Antananarivo, 14 octobre 2025 — La crise politique malgache connaît un tournant historique. Ce mardi, l’Assemblée nationale a voté la destitution du président Andry Rajoelina, alors que ce dernier venait tout juste d’annoncer la dissolution du Parlement. Quelques heures plus tard, l’unité militaire ralliée à la contestation menée par le mouvement Gen Z a proclamé qu’elle prenait le pouvoir.
Le colonel Michael Randrianirina, figure montante du mouvement militaire, a déclaré devant le palais présidentiel :
« Nous prenons le pouvoir à partir d’aujourd’hui. Nous dissolvons le Sénat et la Haute Cour constitutionnelle. L’Assemblée nationale, elle, continue son travail. »
Un acte fort, qui marque la fin de l’autorité de Rajoelina sur un pays en ébullition depuis plusieurs semaines.
Une chute précipitée du président
Reclus dans un lieu tenu secret depuis plusieurs jours, Andry Rajoelina avait publié mardi matin un décret sur la page officielle de la Présidence, annonçant la dissolution du Parlement, confirmée à l’AFP par son entourage.
« Ce choix s’impose pour rétablir l’ordre au sein de notre nation et renforcer la démocratie », affirmait-il sur les réseaux sociaux.
Mais cette tentative de reprendre la main a eu l’effet inverse : 130 députés sur 163 ont voté sa destitution, soit plus des deux tiers nécessaires. Selon la Constitution, cette décision devra encore être entérinée par la Haute Cour constitutionnelle — désormais dissoute par l’armée rebelle.
Élu en 2018 puis réélu en 2023 lors d’un scrutin boycotté par l’opposition, Rajoelina faisait déjà face à une contestation grandissante, accentuée par des coupures d’eau, d’électricité et une crise économique.
Une exfiltration sous tension diplomatique
Selon RFI, le chef de l’État aurait été exfiltré dimanche 12 octobre par un avion militaire français, avec l’accord du président Emmanuel Macron.
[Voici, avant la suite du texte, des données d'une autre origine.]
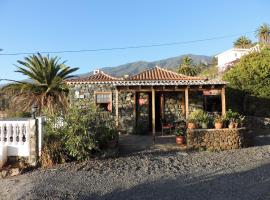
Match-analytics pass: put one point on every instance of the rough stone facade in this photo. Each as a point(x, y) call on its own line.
point(217, 139)
point(254, 122)
point(86, 92)
point(173, 106)
point(143, 113)
point(126, 111)
point(196, 101)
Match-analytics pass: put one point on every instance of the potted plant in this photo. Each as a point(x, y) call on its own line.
point(231, 124)
point(112, 139)
point(241, 120)
point(219, 122)
point(180, 137)
point(192, 123)
point(194, 118)
point(205, 120)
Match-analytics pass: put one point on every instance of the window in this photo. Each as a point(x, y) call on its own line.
point(104, 100)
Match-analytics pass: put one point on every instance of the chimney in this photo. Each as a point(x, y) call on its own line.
point(126, 76)
point(96, 71)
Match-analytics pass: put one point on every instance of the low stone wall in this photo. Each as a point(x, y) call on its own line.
point(253, 122)
point(217, 139)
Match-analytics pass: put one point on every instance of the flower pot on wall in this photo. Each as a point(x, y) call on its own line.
point(218, 125)
point(112, 143)
point(204, 125)
point(191, 125)
point(231, 125)
point(180, 139)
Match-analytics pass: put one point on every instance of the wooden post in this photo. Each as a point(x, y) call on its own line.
point(223, 101)
point(153, 115)
point(162, 105)
point(116, 108)
point(186, 102)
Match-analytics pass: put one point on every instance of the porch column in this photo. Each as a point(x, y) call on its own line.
point(116, 108)
point(223, 101)
point(186, 102)
point(153, 114)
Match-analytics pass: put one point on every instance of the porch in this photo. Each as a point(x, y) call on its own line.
point(145, 109)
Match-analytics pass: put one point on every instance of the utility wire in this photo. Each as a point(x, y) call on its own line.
point(127, 47)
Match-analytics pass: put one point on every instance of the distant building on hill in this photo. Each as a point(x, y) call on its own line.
point(229, 57)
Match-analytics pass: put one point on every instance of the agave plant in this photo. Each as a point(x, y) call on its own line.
point(263, 33)
point(46, 85)
point(242, 42)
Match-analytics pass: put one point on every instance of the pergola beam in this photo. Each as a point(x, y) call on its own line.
point(186, 102)
point(223, 101)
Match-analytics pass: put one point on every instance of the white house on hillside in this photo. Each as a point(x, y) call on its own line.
point(227, 58)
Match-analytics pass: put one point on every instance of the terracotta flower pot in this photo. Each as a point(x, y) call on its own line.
point(231, 125)
point(218, 125)
point(204, 125)
point(191, 125)
point(112, 143)
point(180, 140)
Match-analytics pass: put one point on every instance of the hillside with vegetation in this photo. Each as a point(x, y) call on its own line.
point(139, 66)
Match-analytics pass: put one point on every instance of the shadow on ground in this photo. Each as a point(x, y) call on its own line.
point(261, 137)
point(249, 185)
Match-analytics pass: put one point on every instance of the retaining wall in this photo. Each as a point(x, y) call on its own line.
point(217, 139)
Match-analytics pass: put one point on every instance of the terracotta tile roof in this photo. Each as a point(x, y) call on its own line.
point(98, 77)
point(158, 73)
point(154, 76)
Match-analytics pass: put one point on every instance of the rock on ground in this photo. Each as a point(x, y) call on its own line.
point(152, 174)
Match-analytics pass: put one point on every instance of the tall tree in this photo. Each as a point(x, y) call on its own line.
point(242, 42)
point(187, 68)
point(46, 87)
point(251, 74)
point(263, 33)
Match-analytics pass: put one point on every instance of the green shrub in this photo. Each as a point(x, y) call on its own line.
point(81, 132)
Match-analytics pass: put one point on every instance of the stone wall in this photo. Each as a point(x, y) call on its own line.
point(217, 139)
point(173, 108)
point(126, 111)
point(143, 112)
point(196, 101)
point(85, 92)
point(254, 122)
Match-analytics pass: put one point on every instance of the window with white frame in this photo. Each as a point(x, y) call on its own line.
point(104, 100)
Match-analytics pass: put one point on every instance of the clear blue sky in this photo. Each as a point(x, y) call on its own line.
point(52, 25)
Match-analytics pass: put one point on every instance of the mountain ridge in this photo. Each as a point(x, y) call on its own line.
point(138, 66)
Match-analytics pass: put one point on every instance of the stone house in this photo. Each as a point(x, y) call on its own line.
point(141, 102)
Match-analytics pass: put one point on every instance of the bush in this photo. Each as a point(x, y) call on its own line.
point(251, 74)
point(79, 133)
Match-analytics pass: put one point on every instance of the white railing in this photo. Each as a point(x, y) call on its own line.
point(15, 135)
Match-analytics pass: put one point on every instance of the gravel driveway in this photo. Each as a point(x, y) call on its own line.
point(235, 174)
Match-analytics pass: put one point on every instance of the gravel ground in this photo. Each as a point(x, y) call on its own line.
point(152, 174)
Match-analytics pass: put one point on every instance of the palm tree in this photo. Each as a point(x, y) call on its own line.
point(242, 42)
point(263, 33)
point(46, 87)
point(187, 68)
point(187, 61)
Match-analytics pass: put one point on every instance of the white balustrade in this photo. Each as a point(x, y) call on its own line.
point(14, 135)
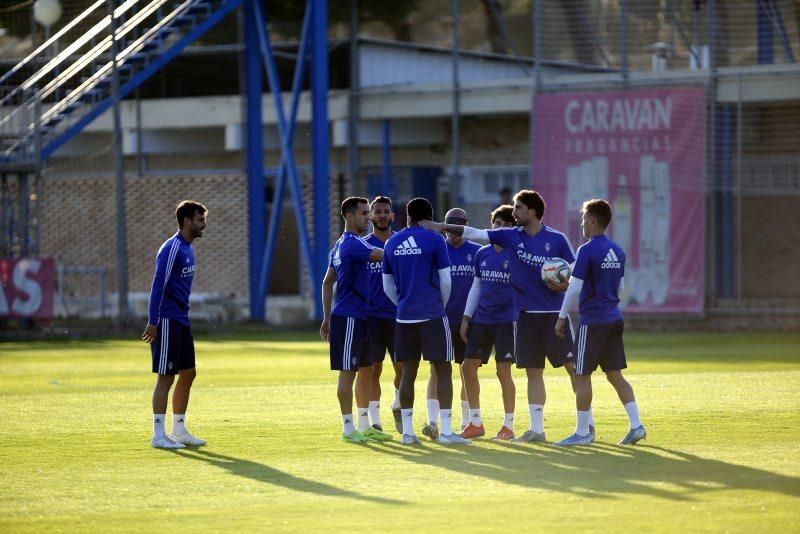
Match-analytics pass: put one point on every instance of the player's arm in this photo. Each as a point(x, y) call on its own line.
point(467, 232)
point(327, 298)
point(570, 302)
point(389, 287)
point(473, 297)
point(156, 295)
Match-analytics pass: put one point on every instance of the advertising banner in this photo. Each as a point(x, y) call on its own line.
point(643, 150)
point(27, 287)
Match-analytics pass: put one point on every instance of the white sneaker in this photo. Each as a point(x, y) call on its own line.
point(187, 439)
point(164, 442)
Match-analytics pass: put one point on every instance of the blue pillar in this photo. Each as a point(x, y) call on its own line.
point(766, 55)
point(254, 159)
point(320, 143)
point(386, 152)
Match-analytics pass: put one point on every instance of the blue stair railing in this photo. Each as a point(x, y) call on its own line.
point(41, 109)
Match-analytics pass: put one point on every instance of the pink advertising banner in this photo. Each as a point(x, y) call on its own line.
point(642, 150)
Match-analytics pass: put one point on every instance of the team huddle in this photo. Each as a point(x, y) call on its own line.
point(419, 295)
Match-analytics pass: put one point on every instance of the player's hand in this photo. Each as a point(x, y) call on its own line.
point(149, 334)
point(325, 330)
point(559, 288)
point(560, 327)
point(432, 225)
point(464, 329)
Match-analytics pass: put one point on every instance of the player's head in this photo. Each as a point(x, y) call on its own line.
point(355, 212)
point(527, 205)
point(455, 216)
point(380, 213)
point(595, 217)
point(503, 216)
point(191, 216)
point(419, 209)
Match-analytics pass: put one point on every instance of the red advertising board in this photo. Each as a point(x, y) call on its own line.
point(28, 287)
point(643, 150)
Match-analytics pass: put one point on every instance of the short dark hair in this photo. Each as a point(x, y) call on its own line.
point(504, 213)
point(350, 204)
point(187, 209)
point(419, 209)
point(381, 200)
point(532, 200)
point(599, 209)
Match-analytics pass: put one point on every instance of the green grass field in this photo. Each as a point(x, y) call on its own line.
point(722, 412)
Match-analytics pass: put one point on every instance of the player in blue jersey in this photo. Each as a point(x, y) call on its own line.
point(168, 331)
point(490, 321)
point(530, 244)
point(345, 325)
point(416, 276)
point(462, 271)
point(597, 281)
point(381, 314)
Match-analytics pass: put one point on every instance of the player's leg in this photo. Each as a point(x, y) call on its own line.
point(183, 387)
point(165, 354)
point(432, 400)
point(458, 355)
point(437, 348)
point(345, 344)
point(587, 346)
point(530, 355)
point(476, 353)
point(509, 392)
point(407, 351)
point(469, 371)
point(612, 362)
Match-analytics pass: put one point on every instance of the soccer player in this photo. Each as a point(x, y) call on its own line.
point(490, 321)
point(529, 245)
point(596, 283)
point(168, 331)
point(345, 326)
point(416, 276)
point(381, 314)
point(462, 271)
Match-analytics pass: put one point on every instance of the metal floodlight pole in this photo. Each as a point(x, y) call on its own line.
point(353, 103)
point(254, 158)
point(119, 173)
point(320, 146)
point(455, 181)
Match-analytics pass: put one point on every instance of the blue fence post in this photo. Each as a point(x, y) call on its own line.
point(254, 159)
point(320, 142)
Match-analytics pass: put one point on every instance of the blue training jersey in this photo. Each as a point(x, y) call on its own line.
point(379, 304)
point(601, 265)
point(527, 254)
point(414, 256)
point(172, 281)
point(462, 272)
point(349, 258)
point(496, 303)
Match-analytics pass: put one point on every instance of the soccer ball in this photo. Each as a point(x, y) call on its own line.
point(555, 270)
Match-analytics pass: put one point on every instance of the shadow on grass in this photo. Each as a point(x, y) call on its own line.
point(600, 471)
point(264, 473)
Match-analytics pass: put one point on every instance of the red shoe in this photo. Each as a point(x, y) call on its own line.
point(471, 431)
point(504, 434)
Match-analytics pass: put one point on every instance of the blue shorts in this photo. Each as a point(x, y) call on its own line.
point(600, 344)
point(458, 344)
point(537, 339)
point(349, 342)
point(381, 337)
point(428, 339)
point(482, 337)
point(173, 348)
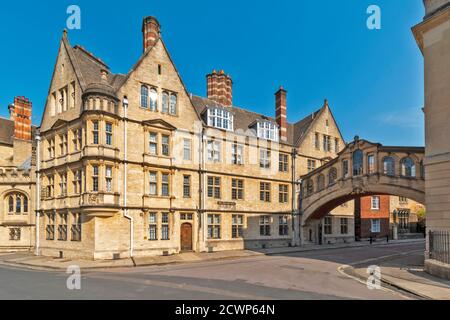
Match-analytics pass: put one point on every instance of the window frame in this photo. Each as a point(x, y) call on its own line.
point(214, 222)
point(237, 226)
point(283, 226)
point(265, 226)
point(265, 191)
point(237, 189)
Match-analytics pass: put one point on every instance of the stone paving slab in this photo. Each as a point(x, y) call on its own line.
point(31, 261)
point(406, 272)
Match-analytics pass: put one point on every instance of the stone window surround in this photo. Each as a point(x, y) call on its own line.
point(159, 99)
point(159, 134)
point(159, 174)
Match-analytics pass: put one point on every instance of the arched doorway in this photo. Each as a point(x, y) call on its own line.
point(186, 237)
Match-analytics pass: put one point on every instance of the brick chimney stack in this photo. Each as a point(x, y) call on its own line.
point(151, 30)
point(20, 113)
point(281, 112)
point(220, 88)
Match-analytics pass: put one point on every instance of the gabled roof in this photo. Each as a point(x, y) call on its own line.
point(243, 119)
point(161, 123)
point(7, 131)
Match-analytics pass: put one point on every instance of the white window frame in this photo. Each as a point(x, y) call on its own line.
point(375, 203)
point(267, 130)
point(221, 119)
point(237, 154)
point(214, 150)
point(375, 225)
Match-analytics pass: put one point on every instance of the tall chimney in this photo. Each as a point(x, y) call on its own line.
point(281, 112)
point(220, 88)
point(20, 113)
point(151, 30)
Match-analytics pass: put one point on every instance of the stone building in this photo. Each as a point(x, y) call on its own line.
point(17, 178)
point(134, 165)
point(405, 216)
point(433, 38)
point(372, 216)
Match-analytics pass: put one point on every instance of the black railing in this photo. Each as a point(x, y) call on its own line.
point(439, 246)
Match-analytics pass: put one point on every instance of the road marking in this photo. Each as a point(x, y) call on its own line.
point(182, 286)
point(343, 267)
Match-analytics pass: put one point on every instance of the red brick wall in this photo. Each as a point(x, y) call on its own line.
point(364, 212)
point(281, 113)
point(220, 88)
point(366, 208)
point(22, 118)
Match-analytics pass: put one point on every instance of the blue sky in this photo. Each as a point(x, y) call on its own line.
point(315, 49)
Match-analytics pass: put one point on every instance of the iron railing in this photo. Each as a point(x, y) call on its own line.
point(439, 246)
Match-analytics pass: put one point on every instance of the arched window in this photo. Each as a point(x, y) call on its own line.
point(389, 166)
point(11, 204)
point(309, 187)
point(144, 97)
point(153, 99)
point(16, 203)
point(332, 176)
point(408, 167)
point(173, 104)
point(422, 170)
point(321, 182)
point(165, 103)
point(357, 163)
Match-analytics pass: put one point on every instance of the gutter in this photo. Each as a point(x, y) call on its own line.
point(125, 169)
point(38, 191)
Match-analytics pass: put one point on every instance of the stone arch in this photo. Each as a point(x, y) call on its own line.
point(15, 202)
point(320, 182)
point(408, 167)
point(318, 207)
point(332, 176)
point(389, 165)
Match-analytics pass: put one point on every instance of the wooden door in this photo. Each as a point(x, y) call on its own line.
point(186, 237)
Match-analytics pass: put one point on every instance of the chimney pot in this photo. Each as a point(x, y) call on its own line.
point(151, 30)
point(220, 88)
point(20, 113)
point(281, 112)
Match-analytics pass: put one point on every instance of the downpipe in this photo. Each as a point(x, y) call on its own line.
point(125, 180)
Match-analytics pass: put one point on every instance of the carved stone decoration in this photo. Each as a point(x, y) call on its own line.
point(358, 187)
point(93, 199)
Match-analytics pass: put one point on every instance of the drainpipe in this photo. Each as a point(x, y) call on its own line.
point(300, 214)
point(294, 196)
point(38, 190)
point(203, 179)
point(125, 170)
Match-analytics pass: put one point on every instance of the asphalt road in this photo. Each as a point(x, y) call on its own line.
point(297, 276)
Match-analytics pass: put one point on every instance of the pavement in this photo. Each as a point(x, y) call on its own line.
point(31, 261)
point(325, 272)
point(301, 275)
point(404, 272)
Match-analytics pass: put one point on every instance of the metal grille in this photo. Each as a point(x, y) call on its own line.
point(439, 246)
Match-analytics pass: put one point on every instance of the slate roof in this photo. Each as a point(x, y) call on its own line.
point(7, 131)
point(89, 68)
point(244, 118)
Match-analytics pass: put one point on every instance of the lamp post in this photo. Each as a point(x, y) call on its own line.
point(395, 229)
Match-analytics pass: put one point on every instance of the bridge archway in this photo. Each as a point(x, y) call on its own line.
point(362, 169)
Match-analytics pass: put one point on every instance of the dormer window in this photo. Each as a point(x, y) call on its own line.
point(267, 130)
point(220, 119)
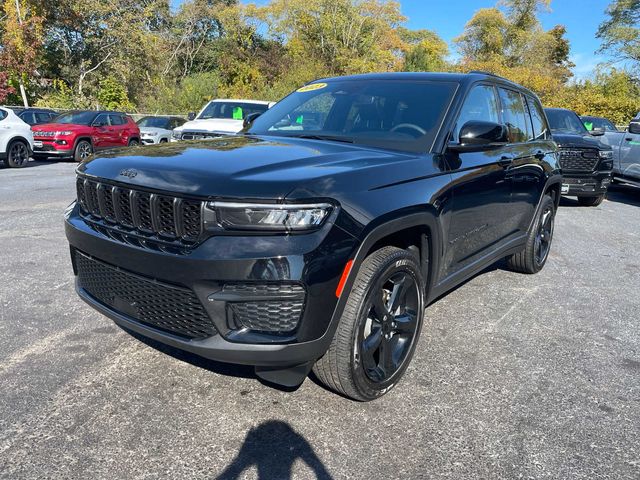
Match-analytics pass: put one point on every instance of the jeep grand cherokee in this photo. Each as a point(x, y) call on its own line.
point(316, 237)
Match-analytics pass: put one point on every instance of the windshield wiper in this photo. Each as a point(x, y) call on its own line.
point(325, 137)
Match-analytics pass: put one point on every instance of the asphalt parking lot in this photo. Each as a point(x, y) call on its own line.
point(515, 376)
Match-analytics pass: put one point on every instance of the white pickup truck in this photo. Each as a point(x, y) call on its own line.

Une information que Paris n’a ni confirmée ni démentie :
« Je ne confirme rien aujourd’hui », a simplement répondu le président français lundi.
Cette évacuation, perçue par une partie de la population comme une ingérence étrangère, a provoqué une vague d’indignation. Dans les rues d’Antananarivo, les pancartes anti-françaises se multiplient :
« Dégage la France », « Dégage Rajoelina et Macron », pouvait-on lire ce mardi sur la Place du 13 Mai, symbole de la contestation.
L’armée bascule du côté du peuple
Le Capsat, unité militaire historique à l’origine du coup d’État de 2009, a rejoint la contestation dès le week-end dernier.
Après avoir appelé les forces de sécurité à refuser de tirer sur les manifestants, les militaires ont prêté allégeance à la Gen Z, ce collectif de jeunes à l’origine du mouvement.
Les principales branches de l’armée et de la gendarmerie ont depuis rompu avec le pouvoir, entraînant une recomposition totale de la hiérarchie.
Un pays suspendu entre incertitude et espoir
Madagascar s’enfonce dans une période d’incertitude totale. Si les législatives doivent se tenir dans les 60 à 90 jours suivant la dissolution, aucun calendrier concret n’a encore été annoncé.
Sur le terrain, la mobilisation ne faiblit pas. Des milliers de jeunes continuent de manifester, rejoints par des syndicats de fonctionnaires en grève.
Entre colère populaire, vacance du pouvoir et rupture institutionnelle, Madagascar entre dans une nouvelle ère politique.